Math Curriculum Remix

I don’t know why this is tripping my fuses so hard. I’ve seen it hundreds of times in the most straightforward textbooks: obscure one set of inputs, then reveal another, and you have a totally different math problem. Simple stuff, right? This visual proof-of-concept is really freaking me out, though.

(You know where to press pause, right?)

Boat in the River, the Remix from Dan Meyer on Vimeo.

It’s the same footage. But the original was California-grade-six rates and the remix is California-grade-eight systems. What?

I'm Dan and this is my blog. I'm a former high school math teacher and current head of teaching at Desmos. He / him. More here.


  1. I see what you did there! (I think.)

    Pause at 00:39. You’ve obscured the base walking rate by the escalator rate. So now the “simple” problem from before has become a more difficult “back out the escalator rate” problem. It also helps to remove the music beat since the stepping rate (difference) is less obvious.

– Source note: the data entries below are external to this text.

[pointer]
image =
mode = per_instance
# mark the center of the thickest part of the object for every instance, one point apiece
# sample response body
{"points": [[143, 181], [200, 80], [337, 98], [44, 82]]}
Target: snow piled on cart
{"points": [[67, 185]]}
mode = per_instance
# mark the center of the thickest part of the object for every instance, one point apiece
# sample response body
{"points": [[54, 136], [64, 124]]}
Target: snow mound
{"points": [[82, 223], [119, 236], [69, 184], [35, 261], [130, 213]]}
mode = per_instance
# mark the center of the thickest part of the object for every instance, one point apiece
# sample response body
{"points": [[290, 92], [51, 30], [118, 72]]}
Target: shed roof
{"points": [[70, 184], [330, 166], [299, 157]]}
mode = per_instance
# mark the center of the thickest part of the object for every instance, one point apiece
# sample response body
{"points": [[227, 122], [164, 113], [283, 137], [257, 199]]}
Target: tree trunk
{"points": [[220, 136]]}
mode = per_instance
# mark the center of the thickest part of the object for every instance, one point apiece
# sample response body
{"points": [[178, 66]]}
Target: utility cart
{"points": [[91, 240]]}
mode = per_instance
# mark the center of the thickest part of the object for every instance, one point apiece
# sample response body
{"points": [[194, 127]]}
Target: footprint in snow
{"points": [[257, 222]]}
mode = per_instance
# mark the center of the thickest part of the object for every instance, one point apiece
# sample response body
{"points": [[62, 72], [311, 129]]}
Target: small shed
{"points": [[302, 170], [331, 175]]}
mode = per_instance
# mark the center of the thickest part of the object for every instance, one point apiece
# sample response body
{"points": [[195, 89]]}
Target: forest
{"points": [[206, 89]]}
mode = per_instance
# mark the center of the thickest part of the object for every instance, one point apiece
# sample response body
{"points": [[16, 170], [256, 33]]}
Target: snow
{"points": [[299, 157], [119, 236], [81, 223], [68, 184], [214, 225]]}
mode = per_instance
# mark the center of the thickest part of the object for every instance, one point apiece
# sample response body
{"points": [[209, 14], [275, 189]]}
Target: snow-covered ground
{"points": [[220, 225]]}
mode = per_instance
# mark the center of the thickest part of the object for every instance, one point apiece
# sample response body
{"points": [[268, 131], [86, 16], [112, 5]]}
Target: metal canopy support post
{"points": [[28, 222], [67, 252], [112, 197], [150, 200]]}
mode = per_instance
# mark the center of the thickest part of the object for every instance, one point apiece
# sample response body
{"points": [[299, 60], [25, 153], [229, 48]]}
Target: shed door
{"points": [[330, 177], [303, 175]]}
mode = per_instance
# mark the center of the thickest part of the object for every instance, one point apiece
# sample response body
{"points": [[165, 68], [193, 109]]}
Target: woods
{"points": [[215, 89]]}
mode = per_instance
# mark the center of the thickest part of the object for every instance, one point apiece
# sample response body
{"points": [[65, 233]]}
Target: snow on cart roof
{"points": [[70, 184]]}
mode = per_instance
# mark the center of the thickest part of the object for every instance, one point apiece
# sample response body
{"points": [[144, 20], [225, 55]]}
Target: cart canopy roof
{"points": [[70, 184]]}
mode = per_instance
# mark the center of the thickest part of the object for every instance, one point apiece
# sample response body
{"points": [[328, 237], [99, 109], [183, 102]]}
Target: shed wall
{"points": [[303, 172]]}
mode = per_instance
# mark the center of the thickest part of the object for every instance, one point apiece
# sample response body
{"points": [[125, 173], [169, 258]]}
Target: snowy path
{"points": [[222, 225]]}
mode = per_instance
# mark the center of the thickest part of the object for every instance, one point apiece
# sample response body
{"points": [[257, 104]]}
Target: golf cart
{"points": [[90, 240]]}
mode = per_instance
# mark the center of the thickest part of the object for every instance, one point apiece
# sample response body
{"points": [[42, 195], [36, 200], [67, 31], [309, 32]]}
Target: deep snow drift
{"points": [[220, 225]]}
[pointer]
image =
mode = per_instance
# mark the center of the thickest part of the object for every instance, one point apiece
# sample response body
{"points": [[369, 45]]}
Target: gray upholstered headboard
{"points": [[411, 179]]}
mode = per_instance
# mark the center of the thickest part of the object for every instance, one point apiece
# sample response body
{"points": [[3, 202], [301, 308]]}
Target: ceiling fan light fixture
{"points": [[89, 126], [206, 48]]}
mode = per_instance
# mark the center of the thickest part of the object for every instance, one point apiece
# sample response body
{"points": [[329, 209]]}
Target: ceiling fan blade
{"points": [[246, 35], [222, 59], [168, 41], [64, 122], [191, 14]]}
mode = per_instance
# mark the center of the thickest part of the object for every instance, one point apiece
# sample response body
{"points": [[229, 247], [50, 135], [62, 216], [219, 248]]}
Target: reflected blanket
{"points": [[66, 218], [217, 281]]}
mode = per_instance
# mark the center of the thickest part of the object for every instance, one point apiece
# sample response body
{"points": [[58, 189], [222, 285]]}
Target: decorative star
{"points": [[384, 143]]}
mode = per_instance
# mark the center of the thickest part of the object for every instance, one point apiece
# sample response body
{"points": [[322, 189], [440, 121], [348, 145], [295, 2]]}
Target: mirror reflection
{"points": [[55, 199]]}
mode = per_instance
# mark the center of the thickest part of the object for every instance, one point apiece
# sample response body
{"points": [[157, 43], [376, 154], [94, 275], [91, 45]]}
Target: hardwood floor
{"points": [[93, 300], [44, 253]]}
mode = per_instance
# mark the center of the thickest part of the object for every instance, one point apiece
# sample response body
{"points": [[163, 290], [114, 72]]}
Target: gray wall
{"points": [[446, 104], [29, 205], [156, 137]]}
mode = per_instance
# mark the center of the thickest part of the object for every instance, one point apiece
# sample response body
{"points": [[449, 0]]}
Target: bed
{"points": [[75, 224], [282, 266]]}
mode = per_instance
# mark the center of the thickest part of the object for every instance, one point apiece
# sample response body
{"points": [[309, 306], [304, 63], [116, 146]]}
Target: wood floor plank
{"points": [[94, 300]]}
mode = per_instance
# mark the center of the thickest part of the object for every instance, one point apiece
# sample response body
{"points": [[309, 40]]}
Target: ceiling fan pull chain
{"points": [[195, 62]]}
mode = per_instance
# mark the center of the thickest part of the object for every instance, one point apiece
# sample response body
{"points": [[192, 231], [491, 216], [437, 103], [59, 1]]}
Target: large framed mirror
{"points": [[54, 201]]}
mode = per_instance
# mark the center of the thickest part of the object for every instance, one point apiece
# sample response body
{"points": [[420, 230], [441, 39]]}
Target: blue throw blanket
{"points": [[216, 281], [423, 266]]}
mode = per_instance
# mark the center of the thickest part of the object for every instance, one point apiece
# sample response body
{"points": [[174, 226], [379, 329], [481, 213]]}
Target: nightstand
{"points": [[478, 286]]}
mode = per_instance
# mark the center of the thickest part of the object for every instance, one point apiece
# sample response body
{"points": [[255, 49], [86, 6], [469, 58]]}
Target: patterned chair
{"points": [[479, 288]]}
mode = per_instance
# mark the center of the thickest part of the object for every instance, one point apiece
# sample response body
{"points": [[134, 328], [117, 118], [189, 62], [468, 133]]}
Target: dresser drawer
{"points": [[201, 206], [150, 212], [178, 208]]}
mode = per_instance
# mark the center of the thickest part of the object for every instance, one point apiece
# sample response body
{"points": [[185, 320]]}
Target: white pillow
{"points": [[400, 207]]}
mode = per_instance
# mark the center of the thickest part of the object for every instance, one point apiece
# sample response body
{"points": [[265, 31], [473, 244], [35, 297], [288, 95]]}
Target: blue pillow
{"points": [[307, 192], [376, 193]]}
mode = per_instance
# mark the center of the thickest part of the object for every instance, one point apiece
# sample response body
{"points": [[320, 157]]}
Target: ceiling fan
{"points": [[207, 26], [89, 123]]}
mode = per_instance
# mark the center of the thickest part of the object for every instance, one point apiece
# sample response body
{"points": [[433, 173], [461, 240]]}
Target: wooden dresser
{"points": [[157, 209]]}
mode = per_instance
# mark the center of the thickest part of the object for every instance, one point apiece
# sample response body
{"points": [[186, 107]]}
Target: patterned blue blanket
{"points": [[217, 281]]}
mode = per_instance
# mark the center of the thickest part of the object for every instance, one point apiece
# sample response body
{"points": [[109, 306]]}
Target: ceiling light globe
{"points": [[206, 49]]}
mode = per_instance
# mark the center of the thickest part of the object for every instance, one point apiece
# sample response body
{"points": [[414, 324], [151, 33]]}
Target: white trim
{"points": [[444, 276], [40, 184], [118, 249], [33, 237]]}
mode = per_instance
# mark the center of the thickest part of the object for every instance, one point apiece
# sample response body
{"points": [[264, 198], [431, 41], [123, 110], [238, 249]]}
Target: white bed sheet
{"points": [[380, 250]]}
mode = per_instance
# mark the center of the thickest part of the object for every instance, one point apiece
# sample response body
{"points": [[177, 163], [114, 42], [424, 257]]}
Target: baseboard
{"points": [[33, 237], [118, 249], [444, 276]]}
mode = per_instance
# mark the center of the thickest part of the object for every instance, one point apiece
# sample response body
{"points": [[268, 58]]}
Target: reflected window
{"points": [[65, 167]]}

    Certainly a perplexing problem. :)

  2. I don’t want to be a Debbie Downer, but I can still solve this one without systems. The physical mechanics of the set-up blow your cover.

    For 10 seconds, I counted the number of taps I heard as you went up the down escalator, because each tap meant you placed your foot on the next step. You took 26 steps. Then I paused the video when you were at the bottom of the stairs and counted the number of stairs to the top as best I could. I counted 35 steps.

    10 sec / 26 steps * 35 steps = 13.5 seconds to climb the stairs. (Pretty close!)

    The simplest solution is the best solution.

    Even with the sound off, I could still watch your feet and count you taking steps. Perhaps using a moving sidewalk would be better at forcing the kids to use systems? And maybe replacing you with a battery operated toy that moves at constant speed? It would remove “cheats” like step counting. But toys aren’t as engaging as people.


  3. Frank, do you still then have to use systems to find the speed of the elevator itself?

    Maybe I’ve been out of eight-grade math for too long (I’m not a math teacher), or am making the problem more difficult than it really is, but I have to admit, this is a really challenging problem for me!

  4. Rob: If I am interpreting Dan correctly, the gut question is “How long will it take Dan to walk up the stairs?” I was able to solve this without knowing any distances or speeds because Dan moves up/down the same number of steps every second (though, b/c some stairs are moving, he doesn’t move up/down the same number of meters every second). All I have to do is watch/listen to his footsteps, count them and time them. It doesn’t matter which escalator b/c his step rate is the same (in time to his music, right?).

    If you wanted the speed of the escalator, you just need a distance traveled and time interval for one 1 stair. No systems necessary.

    I hope this makes sense.

    And Dan, am I interpreting the purpose of this video correctly?

  5. Frank: And Dan, am I interpreting the purpose of this video correctly?

    Proof is in the pudding, Frank, and you nailed the time it took me to walk up the stairs. Your idea to use a moving sidewalk to conceal the footsteps is sharp. Logistically challenging, also, which makes it all the more fun.

  6. Going down the up escalator would be fun too, if a little more dangerous! I wonder if it would be possible to do a side view so we only see the top half of your body as you go up and down. You might then be able to juxtapose the three ‘strips’ (four if you have down the up) similar to the Scott Haluck video. You could maybe just throw out the question “How long would it take to go down the up escalator?” as final problem.

    Oh and the English teaching part of me says to tell you that the proof is in the eating, not the pudding!



  7. Vince Muccioli

    October 13, 2010 - 2:42 am -

    Dan, I love the material you are putting out. I find the original version of this video much easier to follow for the students. It seems like the remixed version ends before students would have a handle of what they are watching. The problem is that the original video is no longer available. Could you possibly make the original available on vimeo again or something? Thanks.

  8. Dan, here is a weird Russian page on what is apparently a tongue-in-cheek schoolchildren sport/web meme there called Escalator Running (transliterated from English):

    I thought about you when I ran into that page. Check out the video of the girl walking up the down escalator, absolutely packed with people:

  9. My question hasn’t come up here, which is “How long if Dan rides the escalator like a normal person?” I suppose this is the same as asking about the speed of the escalator, but it feels more engaging to me as a learner.

    Thanks for offering this twist. I am planning a session with future teachers here at my community college in which we solve the escalators problem together and think about what the process can teach us about teaching and learning. This second video adds productively to the work we’ll do.